AlphaTracker: a multi-animal tracking and behavioral analysis tool

Front Behav Neurosci. 2023 May 30:17:1111908. doi: 10.3389/fnbeh.2023.1111908. eCollection 2023.

Abstract

Computer vision has emerged as a powerful tool to elevate behavioral research. This protocol describes a computer vision machine learning pipeline called AlphaTracker, which has minimal hardware requirements and produces reliable tracking of multiple unmarked animals, as well as behavioral clustering. AlphaTracker pairs a top-down pose-estimation software combined with unsupervised clustering to facilitate behavioral motif discovery that will accelerate behavioral research. All steps of the protocol are provided as open-source software with graphic user interfaces or implementable with command-line prompts. Users with a graphical processing unit (GPU) can model and analyze animal behaviors of interest in less than a day. AlphaTracker greatly facilitates the analysis of the mechanism of individual/social behavior and group dynamics.
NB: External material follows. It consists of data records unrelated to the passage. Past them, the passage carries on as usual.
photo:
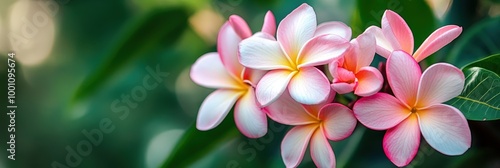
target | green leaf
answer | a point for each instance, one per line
(416, 13)
(158, 28)
(195, 144)
(491, 63)
(480, 99)
(475, 43)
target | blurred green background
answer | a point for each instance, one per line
(119, 72)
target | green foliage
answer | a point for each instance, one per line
(158, 28)
(480, 98)
(195, 144)
(475, 43)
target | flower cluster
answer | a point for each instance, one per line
(277, 73)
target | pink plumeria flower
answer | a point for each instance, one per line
(234, 83)
(417, 108)
(396, 35)
(353, 71)
(313, 123)
(292, 58)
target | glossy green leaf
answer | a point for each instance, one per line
(491, 63)
(480, 99)
(195, 144)
(417, 14)
(475, 43)
(158, 28)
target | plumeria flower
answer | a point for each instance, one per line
(396, 35)
(292, 58)
(353, 72)
(234, 83)
(314, 124)
(417, 108)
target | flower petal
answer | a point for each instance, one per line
(343, 87)
(252, 76)
(366, 45)
(380, 111)
(338, 121)
(287, 111)
(361, 52)
(337, 28)
(215, 108)
(321, 151)
(250, 119)
(295, 143)
(240, 26)
(272, 85)
(437, 40)
(227, 47)
(403, 75)
(296, 29)
(384, 47)
(397, 32)
(309, 86)
(262, 53)
(269, 25)
(401, 142)
(315, 108)
(322, 50)
(208, 71)
(370, 81)
(440, 83)
(445, 129)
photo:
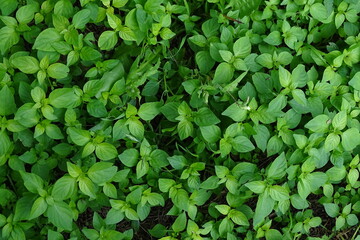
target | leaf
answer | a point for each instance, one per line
(284, 77)
(355, 81)
(332, 209)
(7, 101)
(350, 139)
(32, 182)
(38, 208)
(107, 40)
(64, 98)
(257, 187)
(81, 18)
(319, 12)
(264, 207)
(235, 112)
(58, 70)
(60, 215)
(106, 151)
(319, 124)
(205, 117)
(204, 61)
(78, 136)
(26, 64)
(87, 187)
(46, 38)
(8, 38)
(277, 168)
(279, 193)
(101, 172)
(242, 144)
(223, 73)
(211, 133)
(129, 157)
(148, 111)
(127, 34)
(64, 188)
(179, 223)
(242, 47)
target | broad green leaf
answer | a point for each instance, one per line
(61, 215)
(148, 111)
(107, 40)
(81, 18)
(106, 151)
(350, 139)
(64, 98)
(58, 70)
(319, 124)
(7, 101)
(242, 47)
(242, 144)
(101, 172)
(46, 38)
(64, 188)
(26, 64)
(223, 73)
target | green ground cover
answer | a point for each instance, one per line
(179, 119)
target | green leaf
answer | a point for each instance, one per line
(58, 70)
(235, 112)
(205, 117)
(38, 208)
(350, 139)
(46, 38)
(78, 136)
(185, 129)
(106, 151)
(204, 61)
(223, 73)
(242, 47)
(142, 168)
(355, 81)
(319, 12)
(279, 193)
(264, 207)
(277, 168)
(64, 98)
(26, 64)
(129, 157)
(81, 18)
(107, 40)
(242, 144)
(89, 54)
(274, 38)
(64, 188)
(332, 209)
(211, 133)
(179, 223)
(331, 142)
(148, 111)
(8, 38)
(60, 215)
(127, 34)
(101, 172)
(239, 218)
(319, 124)
(7, 101)
(87, 187)
(284, 77)
(32, 182)
(257, 187)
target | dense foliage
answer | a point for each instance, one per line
(179, 119)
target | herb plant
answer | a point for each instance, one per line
(179, 119)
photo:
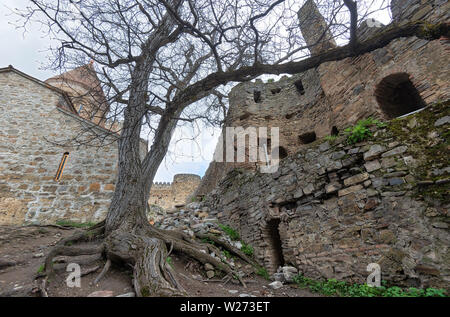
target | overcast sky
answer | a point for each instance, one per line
(27, 51)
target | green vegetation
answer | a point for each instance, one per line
(333, 287)
(361, 131)
(247, 249)
(41, 269)
(331, 138)
(208, 240)
(230, 232)
(226, 254)
(430, 145)
(169, 261)
(261, 271)
(73, 224)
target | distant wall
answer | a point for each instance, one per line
(169, 195)
(30, 119)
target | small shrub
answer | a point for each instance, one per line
(208, 240)
(230, 232)
(169, 261)
(261, 271)
(361, 131)
(333, 287)
(41, 269)
(247, 249)
(226, 254)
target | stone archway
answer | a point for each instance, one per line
(274, 253)
(397, 95)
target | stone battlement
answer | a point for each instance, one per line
(171, 194)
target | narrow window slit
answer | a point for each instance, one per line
(62, 164)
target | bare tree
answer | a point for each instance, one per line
(163, 62)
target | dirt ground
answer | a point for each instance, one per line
(22, 252)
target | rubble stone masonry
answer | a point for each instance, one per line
(332, 208)
(31, 121)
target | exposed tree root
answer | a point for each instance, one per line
(103, 272)
(228, 247)
(144, 247)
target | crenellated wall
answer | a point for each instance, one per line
(169, 195)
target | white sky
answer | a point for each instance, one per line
(27, 51)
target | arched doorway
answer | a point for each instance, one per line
(272, 236)
(397, 96)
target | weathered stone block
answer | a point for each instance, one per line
(356, 179)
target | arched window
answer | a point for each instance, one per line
(397, 95)
(282, 153)
(307, 138)
(271, 234)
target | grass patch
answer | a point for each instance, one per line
(41, 269)
(169, 261)
(261, 271)
(361, 131)
(73, 224)
(247, 249)
(331, 138)
(333, 287)
(208, 240)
Keywords: animal behavior; animal tracking; behavioral clustering; computer vision; neuroscience.

Grants and funding

KT is an HHMI Investigator and the Wylie Vale Professor at the Salk Institute for Biological Studies and this work was supported by finance from the JPB Foundation, the Dolby Family Fund, R01-MH115920 (NIMH), and Pioneer Award DP1-AT009925 (NCCIH). NP-C was supported by the Simons Center for the Social Brain, the Ford Foundation, L'Oreal For Women in Science, the Burroughs Wellcome Fund, and K99 MH124435-01. CL was supported by the AI Institute, SJTU, the Shanghai Qi Zhi Institute, and the Meta Technology Group. This work was also supported by the National Key R&D Program of China (No. 2021ZD0110704), Shanghai Municipal Science and Technology Major Project (2021SHZDZX0102), Shanghai Qi Zhi Institute, and Shanghai Science and Technology Commission (21511101200).